Aim: We assessed the impact of race on clinical outcome in the multiracial Singapore congestive heart failure (CHF) population.
Methods: 668 CHF patients (Age 66+/-12 years, Ejection fraction 29+/-13%), consisting of Chinese (72%), Malays (17.1%) and Indians (10.9%) were prospectively followed up for 24+/-12 months. Primary outcome measure was the composite end-point of all-cause mortality or CHF readmission.

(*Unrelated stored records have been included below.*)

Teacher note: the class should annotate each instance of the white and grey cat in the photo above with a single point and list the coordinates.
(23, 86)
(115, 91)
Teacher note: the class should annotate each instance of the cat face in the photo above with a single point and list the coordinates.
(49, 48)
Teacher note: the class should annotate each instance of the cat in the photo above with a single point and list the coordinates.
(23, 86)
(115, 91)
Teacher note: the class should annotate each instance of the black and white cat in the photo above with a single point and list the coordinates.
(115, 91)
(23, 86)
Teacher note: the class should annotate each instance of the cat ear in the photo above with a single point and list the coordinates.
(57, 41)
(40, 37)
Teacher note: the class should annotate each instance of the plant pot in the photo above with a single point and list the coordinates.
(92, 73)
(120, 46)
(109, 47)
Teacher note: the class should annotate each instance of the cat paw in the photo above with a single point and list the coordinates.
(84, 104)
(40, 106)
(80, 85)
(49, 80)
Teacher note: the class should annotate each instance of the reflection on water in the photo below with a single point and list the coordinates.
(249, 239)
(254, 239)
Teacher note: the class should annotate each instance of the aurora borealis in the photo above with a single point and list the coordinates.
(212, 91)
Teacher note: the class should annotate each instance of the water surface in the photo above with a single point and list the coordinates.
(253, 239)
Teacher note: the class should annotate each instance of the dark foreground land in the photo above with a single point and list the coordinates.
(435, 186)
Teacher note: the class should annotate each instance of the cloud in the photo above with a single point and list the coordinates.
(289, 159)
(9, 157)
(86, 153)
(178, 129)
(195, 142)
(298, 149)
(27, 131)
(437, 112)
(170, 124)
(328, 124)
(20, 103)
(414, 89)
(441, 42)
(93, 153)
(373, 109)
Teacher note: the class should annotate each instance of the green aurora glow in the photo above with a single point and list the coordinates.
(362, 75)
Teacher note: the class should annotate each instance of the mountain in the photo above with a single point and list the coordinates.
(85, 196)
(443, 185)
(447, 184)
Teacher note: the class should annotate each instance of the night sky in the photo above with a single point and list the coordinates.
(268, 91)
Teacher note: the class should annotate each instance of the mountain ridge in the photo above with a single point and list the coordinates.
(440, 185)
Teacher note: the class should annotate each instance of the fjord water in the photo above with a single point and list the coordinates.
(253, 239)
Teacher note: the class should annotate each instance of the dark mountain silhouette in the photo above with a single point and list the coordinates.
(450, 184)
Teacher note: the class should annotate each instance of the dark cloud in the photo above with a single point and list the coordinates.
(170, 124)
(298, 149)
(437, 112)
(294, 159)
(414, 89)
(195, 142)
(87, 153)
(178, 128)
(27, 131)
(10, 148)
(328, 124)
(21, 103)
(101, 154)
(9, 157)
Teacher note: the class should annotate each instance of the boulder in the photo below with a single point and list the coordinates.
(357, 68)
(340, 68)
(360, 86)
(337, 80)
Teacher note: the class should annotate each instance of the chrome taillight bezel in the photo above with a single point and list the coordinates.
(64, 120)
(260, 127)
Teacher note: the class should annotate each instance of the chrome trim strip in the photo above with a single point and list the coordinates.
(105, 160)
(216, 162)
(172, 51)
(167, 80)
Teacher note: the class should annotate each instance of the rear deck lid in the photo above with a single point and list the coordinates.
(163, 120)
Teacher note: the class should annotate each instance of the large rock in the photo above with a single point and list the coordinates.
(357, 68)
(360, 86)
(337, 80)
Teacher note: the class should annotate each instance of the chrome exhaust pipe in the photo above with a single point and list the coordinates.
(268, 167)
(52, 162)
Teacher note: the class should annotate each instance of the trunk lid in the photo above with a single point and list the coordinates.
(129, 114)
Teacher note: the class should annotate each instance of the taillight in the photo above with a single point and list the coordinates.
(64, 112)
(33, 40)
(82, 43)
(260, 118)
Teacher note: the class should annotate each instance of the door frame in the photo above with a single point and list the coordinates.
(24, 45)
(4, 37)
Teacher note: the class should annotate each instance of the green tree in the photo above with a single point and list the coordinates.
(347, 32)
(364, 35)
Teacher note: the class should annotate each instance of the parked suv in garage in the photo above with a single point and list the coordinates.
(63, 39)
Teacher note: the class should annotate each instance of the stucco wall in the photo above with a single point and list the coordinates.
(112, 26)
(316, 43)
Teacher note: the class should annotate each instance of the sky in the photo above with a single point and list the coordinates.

Results: Composite end-points occurred in 198 (29.6%) patients (133 deaths, 112 CHF readmissions). Diabetes mellitus (DM), peripheral vascular disease and hyperlipidemia were more prevalent in Indians compared to Malays or Chinese (all p<0.05). Indians and Malays had higher composite end-point rates compared to the Chinese (p=0.01). Although Indians and Malays had higher CHF readmission rates compared to the Chinese (p<0.01), a trend towards a higher all-cause mortality rate was seen in Malays (p=0.12). Malay race was an independent predictor of the composite end-point (OR=1.65, 95% CI=1.04-2.63, p=0.034), as were age, diabetes mellitus, ischemic cardiomyopathy, beta-blocker use, and NYHA class (all p<0.05).
Conclusions: In the multiracial Singapore CHF population, Indians and Malays had a worse outcome compared to the Chinese, due to higher CHF readmission rates in Indians and higher mortality and CHF readmission rates in Malays. While the worse outcome in Indians may be due to the greater prevalence of diabetes mellitus and atherosclerotic vascular disease, the cause of the poorer prognosis in Malays is unclear.